The Annotation Pushers

Hi needeep, it'd be great to have your help with this! Abner was the one who set us all up on the GitHub repo so, if he hasn't already dropped by here, I'll let him know you're interested in helping when next I see him in the IRC channel.
Hey needeep,

An invitation was sent to you. Welcome :)
The guide is a wonderful resource and I use it quite often.

I'd like to contribute. I'm debiatan on github.
Thank you debiatan, we're excited to have you! Invitation sent.
Hi fellow pushers,

I've been catching up on recent episodes while annotating them and I have to admit that the process is more time-consuming than I expected. In order to automate part of it, I've written a quick-and-dirty python script that generates improved annotation templates. It only works for episodes that are less than a week old. It does these two things:
- It downloads the ReChat logs for the target episode, tries to filter the questions from the Q&A and writes them, inside a comment, into the annotation file.
- It looks for Youtube autogenerated captions to figure out which of the questions are actually answered in the episode and when. It generates annotations for all of those.
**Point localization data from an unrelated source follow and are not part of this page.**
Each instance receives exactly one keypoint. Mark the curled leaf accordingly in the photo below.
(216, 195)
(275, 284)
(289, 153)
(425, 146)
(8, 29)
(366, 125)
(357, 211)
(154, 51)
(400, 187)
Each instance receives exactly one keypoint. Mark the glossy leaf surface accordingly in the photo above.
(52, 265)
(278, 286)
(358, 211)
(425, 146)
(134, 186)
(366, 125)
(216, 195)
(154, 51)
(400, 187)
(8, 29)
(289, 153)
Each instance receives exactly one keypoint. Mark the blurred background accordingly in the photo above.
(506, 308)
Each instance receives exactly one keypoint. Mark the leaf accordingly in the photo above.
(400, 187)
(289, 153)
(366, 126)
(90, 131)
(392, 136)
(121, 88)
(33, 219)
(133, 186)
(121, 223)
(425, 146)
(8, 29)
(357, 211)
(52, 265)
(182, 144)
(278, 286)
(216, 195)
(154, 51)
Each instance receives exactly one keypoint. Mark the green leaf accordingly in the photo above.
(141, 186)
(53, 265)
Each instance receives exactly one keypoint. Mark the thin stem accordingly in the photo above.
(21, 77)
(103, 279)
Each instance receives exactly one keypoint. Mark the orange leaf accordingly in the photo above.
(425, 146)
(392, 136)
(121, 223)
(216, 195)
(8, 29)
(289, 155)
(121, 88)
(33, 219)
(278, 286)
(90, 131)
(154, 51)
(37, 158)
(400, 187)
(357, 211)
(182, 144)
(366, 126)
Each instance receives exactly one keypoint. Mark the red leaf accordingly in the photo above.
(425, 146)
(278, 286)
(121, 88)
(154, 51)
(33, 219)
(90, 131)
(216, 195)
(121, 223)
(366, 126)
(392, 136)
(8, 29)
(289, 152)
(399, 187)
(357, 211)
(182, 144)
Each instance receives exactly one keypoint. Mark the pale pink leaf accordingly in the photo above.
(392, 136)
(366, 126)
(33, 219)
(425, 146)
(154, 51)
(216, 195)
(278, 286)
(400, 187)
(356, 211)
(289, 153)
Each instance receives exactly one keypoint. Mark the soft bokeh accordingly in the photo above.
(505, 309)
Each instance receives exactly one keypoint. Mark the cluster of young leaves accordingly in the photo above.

Taking into account how little effort I've put in, I'm actually surprised of how well it works. Sometimes it misses a question or includes one that shouldn't be there and it also messes the timing of questions by a few seconds quite often. Overall, however, it ends up saving me time.

In case any of you decides to give it a try, you will need a python interpreter and the python-requests package (which I believe is pretty standard, but not part of the standard python library). It relies on ReChat and KeepSubs, because I wanted to save myself the trouble of interacting with Google's authentication system.

In order to generate the template, just run:
python create_template.py episode_number

You can get it here.

Try episodes 143 and 144 if you want to see the kind of output it generates when youtube includes or fails to include automated captions.
Hei debiatan!

Man, absolutely. At a guess, the shortest amount of time I could possibly spend on one would be maybe 2× the length of the vid, but that'll be after a fair bit more practice.

Your script seems pretty nifty. I've tried it for Days 144 and 143 as you suggest but, personally, I'm not sure it'll be such a big win for me. Since I use my IRC log for doing the Q&As, I can get through them pretty much in real-time. If you feel comfortable not watching the whole Q&A, though, maybe you'll beat me, and if you weren't using a log then you will definitely get a big win.

The stub creation – just the bit before the markers – is cool, though, and is something I recently thought of automating but hadn't got round to doing. Also, now that I've started putting the quotes in the notes (like so), maybe it'd be an idea to automate that. We'll only need to add the timecode manually while annotating.
Hi folks, great to see that there's been a bunch of activity in the repo while I've been languishing in laptopless hell. My laptop is currently being repaired and should hopefully be back with me next week so I can pick up where I left off.

Just a couple of questions have occurred to me:

  1. Do we want to create issues for the new videos, even though debiatan has been annotating them like a ninja almost before Casey has signed off? I'd been creating issues, but there was one day that I fell asleep straight after the stream and awoke to find that episode already annotated! I did create an issue for it and retrospectively assigned our ninja, thinking that we want to keep track of all the videos in the issues system. Do we want to do this?
  2. Would it be a good idea to invite csnover to the team on the strength of his recent pull requests, even though he hasn't (as far as I know) asked to join?
Hi Miblo,

glad to hear your laptoplessness is about to come to an end.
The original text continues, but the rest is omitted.